Mitfühlend und Fesselnd
Vielleicht liegt es an meinen aktuellen Schwangerschaftshormonen, aber ich fand einige Stellen echt herzzerreißend. Man begleitet die Charaktere weit ins Land hinein zur Insel Irikefe und wieder zurück nach Port Harcourt. Hin und her zwischen den Nachrichtenagenturen, die unbedingt etwas über die entführte Britin in Erfahrung bringen möchten und ihre Redakteure in Krisengebiete pushen und Rebellengruppen, die ihren Verdächtigen Benzinduschen verabreichen. Und die Hauptcharaktere sitzen der Gruppe gegenüber, riechen den beißenden Benzingeruch von weitem und können nicht eingreifen.
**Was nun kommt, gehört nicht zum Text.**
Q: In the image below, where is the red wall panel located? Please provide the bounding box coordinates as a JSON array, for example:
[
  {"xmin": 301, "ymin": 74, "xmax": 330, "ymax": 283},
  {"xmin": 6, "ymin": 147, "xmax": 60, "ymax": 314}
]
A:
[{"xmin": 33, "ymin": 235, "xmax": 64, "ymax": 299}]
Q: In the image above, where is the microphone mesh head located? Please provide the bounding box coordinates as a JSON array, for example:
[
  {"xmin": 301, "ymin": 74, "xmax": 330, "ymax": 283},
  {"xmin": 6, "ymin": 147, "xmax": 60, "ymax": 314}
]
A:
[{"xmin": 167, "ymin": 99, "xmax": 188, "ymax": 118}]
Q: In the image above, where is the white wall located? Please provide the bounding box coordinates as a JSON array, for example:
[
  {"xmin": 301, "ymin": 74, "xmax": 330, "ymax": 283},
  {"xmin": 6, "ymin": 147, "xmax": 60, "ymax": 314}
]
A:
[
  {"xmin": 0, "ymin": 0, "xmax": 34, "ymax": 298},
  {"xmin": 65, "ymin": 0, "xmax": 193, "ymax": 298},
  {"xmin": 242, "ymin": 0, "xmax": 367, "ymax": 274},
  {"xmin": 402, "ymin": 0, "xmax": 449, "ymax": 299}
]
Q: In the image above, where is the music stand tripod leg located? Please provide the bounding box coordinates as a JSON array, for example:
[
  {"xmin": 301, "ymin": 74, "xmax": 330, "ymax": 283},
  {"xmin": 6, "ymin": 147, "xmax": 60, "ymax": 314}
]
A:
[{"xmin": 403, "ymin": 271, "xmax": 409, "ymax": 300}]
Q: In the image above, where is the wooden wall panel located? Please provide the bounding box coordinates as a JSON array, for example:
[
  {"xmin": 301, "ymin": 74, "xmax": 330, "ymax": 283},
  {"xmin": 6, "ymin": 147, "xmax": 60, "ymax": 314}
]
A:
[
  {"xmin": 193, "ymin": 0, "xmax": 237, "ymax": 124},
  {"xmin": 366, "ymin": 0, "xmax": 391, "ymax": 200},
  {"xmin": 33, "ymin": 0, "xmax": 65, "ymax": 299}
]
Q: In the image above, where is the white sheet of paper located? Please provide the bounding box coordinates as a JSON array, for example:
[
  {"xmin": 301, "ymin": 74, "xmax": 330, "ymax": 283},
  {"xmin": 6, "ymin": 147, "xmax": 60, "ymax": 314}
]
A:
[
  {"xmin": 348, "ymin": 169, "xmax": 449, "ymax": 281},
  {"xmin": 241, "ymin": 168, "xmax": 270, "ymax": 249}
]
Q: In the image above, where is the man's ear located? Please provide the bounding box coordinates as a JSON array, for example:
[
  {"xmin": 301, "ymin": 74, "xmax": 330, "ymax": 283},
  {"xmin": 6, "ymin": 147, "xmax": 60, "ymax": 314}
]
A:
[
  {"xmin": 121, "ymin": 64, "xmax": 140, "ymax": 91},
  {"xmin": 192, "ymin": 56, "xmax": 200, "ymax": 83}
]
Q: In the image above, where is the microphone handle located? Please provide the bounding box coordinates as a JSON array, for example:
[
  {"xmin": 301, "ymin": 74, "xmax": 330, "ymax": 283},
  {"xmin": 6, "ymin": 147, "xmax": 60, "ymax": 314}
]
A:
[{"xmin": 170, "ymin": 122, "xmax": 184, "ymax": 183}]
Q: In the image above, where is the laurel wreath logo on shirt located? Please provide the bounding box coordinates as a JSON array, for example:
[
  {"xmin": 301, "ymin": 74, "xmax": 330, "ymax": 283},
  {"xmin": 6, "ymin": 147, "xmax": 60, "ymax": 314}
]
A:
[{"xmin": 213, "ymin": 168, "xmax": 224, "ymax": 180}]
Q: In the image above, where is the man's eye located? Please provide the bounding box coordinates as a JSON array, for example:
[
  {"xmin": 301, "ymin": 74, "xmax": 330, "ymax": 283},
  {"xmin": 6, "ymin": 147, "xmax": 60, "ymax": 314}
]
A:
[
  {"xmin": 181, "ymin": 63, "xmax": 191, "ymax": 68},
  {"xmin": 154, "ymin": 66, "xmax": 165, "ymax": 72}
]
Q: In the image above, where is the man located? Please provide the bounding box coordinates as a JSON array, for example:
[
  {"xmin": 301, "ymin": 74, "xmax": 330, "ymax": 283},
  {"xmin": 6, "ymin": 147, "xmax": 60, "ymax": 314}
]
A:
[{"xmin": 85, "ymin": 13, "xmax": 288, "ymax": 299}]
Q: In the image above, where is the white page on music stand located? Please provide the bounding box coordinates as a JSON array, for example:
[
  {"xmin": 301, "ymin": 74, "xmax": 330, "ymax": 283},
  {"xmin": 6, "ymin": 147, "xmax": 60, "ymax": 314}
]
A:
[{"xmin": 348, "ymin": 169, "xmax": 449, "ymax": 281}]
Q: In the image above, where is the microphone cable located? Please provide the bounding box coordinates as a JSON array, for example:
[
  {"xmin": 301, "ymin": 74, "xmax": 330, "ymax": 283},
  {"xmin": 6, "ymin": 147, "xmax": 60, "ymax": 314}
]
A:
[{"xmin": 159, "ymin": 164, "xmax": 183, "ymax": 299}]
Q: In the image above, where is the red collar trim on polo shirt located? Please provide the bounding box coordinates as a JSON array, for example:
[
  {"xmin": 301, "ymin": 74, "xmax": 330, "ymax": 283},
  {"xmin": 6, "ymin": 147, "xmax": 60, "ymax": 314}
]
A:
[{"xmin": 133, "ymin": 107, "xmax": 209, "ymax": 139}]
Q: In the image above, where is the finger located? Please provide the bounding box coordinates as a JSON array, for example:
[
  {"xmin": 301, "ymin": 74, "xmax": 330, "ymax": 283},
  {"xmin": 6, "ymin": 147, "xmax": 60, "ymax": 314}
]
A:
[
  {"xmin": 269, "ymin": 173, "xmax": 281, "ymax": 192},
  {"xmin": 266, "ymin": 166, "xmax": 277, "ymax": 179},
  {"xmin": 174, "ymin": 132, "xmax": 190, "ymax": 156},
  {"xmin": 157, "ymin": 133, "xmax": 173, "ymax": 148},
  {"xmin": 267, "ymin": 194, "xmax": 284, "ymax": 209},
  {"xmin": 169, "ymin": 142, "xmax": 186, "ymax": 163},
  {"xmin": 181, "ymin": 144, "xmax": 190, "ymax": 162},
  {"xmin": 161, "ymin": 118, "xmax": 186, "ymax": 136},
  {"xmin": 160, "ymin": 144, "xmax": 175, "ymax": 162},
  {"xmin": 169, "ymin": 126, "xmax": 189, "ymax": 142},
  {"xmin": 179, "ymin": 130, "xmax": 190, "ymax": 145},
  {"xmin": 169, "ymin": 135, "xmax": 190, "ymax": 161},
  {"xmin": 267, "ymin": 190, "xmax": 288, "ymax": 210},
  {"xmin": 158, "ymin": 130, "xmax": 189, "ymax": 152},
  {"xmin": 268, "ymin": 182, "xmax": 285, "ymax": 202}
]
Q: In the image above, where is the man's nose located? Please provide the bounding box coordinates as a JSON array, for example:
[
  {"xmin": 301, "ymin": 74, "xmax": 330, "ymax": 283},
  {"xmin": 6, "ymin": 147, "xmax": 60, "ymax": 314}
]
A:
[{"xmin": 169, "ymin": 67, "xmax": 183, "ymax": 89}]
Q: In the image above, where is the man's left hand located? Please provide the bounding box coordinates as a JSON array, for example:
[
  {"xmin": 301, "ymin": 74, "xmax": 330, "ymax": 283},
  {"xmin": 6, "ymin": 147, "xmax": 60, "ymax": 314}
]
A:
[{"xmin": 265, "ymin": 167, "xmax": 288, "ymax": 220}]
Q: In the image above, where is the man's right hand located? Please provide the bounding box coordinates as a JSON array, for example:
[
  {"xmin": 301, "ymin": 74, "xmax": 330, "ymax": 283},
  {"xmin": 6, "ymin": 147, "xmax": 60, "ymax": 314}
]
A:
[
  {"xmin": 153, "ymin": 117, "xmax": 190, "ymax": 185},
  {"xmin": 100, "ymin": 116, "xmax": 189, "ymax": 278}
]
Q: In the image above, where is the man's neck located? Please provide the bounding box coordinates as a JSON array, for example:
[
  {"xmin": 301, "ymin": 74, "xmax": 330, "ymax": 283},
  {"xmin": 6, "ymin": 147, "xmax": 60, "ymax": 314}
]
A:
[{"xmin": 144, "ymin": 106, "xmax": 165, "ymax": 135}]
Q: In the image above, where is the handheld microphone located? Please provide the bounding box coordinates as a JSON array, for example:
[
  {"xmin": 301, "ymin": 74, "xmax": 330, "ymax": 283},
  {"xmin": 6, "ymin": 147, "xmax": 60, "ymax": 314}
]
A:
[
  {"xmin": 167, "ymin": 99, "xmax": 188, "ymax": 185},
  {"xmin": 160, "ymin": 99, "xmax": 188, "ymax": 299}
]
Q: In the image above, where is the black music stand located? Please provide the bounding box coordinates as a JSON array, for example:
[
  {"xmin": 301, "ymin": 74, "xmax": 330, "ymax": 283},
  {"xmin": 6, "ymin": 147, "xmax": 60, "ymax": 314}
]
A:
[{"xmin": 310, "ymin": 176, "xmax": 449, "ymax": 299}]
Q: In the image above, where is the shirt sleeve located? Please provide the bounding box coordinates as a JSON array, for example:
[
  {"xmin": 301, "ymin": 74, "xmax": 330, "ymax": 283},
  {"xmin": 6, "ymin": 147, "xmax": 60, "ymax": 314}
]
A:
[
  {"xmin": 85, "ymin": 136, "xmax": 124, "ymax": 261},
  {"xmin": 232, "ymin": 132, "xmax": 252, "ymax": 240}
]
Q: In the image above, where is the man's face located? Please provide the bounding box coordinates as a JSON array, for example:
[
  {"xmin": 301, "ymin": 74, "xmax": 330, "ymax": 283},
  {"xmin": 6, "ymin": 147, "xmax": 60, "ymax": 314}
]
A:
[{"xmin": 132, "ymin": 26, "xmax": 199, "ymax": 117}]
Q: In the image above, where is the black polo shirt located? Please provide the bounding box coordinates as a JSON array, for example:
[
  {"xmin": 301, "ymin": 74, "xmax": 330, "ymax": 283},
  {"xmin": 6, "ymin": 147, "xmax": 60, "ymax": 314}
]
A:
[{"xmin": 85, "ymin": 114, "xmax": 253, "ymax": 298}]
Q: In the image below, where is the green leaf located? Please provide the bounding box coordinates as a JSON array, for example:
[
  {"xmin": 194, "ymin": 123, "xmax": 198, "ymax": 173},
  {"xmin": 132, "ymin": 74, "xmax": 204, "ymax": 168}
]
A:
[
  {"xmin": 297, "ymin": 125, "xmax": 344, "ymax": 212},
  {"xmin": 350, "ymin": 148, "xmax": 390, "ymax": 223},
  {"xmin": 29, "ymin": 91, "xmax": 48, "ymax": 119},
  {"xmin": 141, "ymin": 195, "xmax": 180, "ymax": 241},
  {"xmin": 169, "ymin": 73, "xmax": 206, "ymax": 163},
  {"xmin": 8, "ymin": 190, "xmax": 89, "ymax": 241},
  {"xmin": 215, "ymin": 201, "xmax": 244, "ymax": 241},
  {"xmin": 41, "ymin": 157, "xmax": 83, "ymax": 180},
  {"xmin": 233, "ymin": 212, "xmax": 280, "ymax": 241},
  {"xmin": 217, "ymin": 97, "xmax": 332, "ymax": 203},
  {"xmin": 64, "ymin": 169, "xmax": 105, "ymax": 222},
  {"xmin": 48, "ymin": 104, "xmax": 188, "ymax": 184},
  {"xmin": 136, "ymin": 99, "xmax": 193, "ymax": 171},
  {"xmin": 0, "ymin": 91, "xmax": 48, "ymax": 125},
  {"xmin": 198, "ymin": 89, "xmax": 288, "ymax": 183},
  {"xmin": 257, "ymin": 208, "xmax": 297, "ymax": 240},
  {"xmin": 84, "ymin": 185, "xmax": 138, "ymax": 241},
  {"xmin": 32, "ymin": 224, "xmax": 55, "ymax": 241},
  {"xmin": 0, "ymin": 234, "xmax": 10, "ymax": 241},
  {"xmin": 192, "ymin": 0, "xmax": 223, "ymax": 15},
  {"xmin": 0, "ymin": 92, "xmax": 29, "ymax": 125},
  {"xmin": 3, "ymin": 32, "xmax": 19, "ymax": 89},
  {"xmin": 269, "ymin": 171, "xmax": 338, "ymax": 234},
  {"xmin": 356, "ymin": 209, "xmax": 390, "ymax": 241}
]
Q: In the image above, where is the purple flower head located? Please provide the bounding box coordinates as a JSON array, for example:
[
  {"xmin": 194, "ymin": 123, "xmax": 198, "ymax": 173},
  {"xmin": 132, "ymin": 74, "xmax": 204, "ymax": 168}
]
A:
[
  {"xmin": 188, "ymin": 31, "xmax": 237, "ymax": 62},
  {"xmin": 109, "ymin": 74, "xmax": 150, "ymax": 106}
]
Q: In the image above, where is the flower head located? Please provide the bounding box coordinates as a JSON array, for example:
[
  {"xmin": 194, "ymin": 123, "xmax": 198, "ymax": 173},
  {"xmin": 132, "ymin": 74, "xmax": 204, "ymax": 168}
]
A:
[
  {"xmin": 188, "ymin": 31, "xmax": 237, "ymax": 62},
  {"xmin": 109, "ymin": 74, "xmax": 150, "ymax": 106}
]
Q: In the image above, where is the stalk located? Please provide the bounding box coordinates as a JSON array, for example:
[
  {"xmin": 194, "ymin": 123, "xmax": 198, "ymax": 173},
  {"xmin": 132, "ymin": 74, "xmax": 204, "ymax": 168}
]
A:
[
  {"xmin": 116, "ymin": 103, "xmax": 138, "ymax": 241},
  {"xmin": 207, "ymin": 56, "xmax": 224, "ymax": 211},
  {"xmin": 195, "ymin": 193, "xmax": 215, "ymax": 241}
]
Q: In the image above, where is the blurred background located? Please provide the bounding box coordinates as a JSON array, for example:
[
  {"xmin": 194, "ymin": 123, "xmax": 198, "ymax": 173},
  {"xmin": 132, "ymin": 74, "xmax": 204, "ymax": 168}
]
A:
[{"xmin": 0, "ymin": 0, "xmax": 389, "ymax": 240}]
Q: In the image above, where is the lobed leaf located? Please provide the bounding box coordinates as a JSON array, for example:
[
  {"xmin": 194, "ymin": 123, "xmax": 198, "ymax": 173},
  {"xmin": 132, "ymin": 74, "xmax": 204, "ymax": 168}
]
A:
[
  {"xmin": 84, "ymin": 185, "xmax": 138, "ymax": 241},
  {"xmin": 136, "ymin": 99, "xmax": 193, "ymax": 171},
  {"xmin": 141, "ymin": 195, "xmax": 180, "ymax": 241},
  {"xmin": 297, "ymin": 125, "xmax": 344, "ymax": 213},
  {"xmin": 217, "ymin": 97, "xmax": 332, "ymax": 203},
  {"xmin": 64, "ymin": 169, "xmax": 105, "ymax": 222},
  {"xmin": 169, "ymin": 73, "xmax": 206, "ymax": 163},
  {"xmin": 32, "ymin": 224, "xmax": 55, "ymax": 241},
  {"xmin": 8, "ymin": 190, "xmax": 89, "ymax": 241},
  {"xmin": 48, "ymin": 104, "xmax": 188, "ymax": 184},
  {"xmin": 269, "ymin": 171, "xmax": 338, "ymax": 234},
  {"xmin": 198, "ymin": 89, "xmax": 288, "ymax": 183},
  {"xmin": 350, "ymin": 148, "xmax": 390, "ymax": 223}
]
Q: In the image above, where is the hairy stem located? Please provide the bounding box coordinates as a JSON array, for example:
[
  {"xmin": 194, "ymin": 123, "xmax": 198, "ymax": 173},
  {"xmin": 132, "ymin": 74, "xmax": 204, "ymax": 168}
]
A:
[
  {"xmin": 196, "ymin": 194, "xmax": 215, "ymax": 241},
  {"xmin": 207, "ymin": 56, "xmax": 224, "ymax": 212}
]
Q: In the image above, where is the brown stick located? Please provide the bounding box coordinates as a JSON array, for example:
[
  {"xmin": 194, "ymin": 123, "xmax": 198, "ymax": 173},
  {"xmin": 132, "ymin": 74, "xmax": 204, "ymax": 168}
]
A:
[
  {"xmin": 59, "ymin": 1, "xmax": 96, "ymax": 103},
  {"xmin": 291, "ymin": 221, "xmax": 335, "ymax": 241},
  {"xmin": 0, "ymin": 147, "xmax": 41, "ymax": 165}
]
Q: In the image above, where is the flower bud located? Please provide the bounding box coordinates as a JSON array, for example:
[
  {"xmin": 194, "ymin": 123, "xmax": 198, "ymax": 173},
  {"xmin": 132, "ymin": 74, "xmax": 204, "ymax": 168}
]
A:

Es hat ein bisschen Zeit gekostet, in den Roman hineinzufinden, aber dann war ich auch tief drin und kann ihn auf jeden Fall weiterempfehlen.
Diese Ausgabe erschien 2012 beim Verlag Das Wunderhorn GmbH in Heidelberg.
Die Originalausgabe erschien 2010 bei Hamish Hamilton in London.